Pro-Brexit Supporters Rally On The Day The UK Should Have Left The EU
[Image: Kiran Ridley/Getty Images]

“It was very difficult to get calls from German and French investment houses,” he says. “Our first investor was American. To this day, 60 per cent of our investment is American, 30 per cent is UK, and 10 per cent is Japanese. We still haven’t had a European investor.”

Vanterpool and his team at The Sterling Choice also noticed a difference in attitude straight after the vote when it came to hiring candidates for customers.

“Our customers second- or third-guessed every candidate they looked to bring in,” he says. “Margins got squeezed, not because of a lack of talent, but due to the rising costs of ingredients, the whole supply chain piece, logistics and all of that.”

The impact was stark for businesses that relied heavily on a European talent pool. “Post-Brexit, we lost a lot of very good Italian, Spanish and Polish workers,” says Matt Hunt, co-founder of The Protein Ball Co.
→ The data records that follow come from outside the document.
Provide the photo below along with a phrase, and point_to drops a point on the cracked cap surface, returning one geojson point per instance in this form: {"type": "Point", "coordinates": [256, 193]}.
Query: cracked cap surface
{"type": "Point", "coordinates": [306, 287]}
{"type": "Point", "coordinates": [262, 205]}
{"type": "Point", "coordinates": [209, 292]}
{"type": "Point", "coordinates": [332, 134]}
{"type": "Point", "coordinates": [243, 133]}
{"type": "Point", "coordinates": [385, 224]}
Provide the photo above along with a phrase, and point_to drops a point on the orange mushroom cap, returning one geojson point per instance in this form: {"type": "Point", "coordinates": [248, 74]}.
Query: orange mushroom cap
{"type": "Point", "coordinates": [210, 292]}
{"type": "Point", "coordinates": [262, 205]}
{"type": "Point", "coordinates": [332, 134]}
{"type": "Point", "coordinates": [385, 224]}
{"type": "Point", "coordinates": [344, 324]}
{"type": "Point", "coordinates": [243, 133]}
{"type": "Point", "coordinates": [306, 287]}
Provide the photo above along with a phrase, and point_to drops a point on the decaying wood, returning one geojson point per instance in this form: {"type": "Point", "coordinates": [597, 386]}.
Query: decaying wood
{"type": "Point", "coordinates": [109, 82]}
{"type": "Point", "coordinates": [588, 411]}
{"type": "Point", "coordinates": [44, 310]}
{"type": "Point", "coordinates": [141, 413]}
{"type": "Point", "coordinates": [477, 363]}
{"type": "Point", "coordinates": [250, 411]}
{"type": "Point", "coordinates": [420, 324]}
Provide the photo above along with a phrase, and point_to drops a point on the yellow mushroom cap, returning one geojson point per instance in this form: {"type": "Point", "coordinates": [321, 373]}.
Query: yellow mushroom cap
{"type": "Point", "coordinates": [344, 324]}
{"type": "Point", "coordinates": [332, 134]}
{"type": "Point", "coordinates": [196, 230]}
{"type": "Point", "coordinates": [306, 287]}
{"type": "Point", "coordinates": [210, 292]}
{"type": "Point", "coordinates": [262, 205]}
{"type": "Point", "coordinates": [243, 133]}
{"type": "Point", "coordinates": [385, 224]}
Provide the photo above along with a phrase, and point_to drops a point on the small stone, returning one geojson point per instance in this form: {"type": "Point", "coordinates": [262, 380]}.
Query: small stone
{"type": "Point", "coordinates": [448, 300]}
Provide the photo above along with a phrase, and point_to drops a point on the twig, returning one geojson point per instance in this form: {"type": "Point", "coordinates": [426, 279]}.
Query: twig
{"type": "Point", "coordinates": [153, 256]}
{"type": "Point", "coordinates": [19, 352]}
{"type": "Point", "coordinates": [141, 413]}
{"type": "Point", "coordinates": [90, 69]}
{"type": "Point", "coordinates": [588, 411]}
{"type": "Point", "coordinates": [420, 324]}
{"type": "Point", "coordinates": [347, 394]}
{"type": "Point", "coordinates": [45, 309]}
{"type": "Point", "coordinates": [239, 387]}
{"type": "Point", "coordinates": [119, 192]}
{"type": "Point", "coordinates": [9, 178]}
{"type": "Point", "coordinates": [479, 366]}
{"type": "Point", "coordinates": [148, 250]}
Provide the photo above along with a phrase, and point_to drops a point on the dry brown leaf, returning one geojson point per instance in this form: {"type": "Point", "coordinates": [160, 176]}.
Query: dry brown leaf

“I think some felt they weren’t welcome in the country anymore, which was something that we heard a lot.”

Pivoting to opportunity

UK businesses and industries were forced to pivot and unearth opportunities. The Protein Ball Co discovered a gem in an unlikely place. “We met a distributor in the Balearics,” recalls Hunt. “We looked at the population of Mallorca, Ibiza and Formentera, and it was quite small.

“But what we didn’t account for was having almost 20 million tourists going through the country. That has become a wonderful new account and we didn’t expect it. We also had the same experience in Iceland.”

If there is an upside to be found 10 years on from the referendum, it is that the strain has prompted pockets of innovation. For instance, the UK experienced an estimated loss of 20,000 EU drivers.

“That actually led the UK to become one of the leading markets for driverless deliveries,” Rastogi points out. “The UK occasionally lags in some of this emerging tech, but we actually see [it] as one of the most globally mature players.”

None of this makes the past decade any less bruising. But listen to these founders and the through-line is not the disruption but rather what they did with it. They stopped waiting for a certainty that never came. Q5D diversified its capital when Europe turned cold. The Protein Ball Co went hunting for demand in places it had never thought to map. Locus watched its clients rebuild their operations deliberately, rather than patch them.

The most useful takeaway, 10 years on, has little to do with Brexit itself. It is that resilience is seldom planned. It’s built under pressure, by leaders who treat a shock as a prompt to reinvent rather than retreat. For Britain’s scaling businesses, that instinct has outlasted the uncertainty that created it and it will outlast whatever comes next.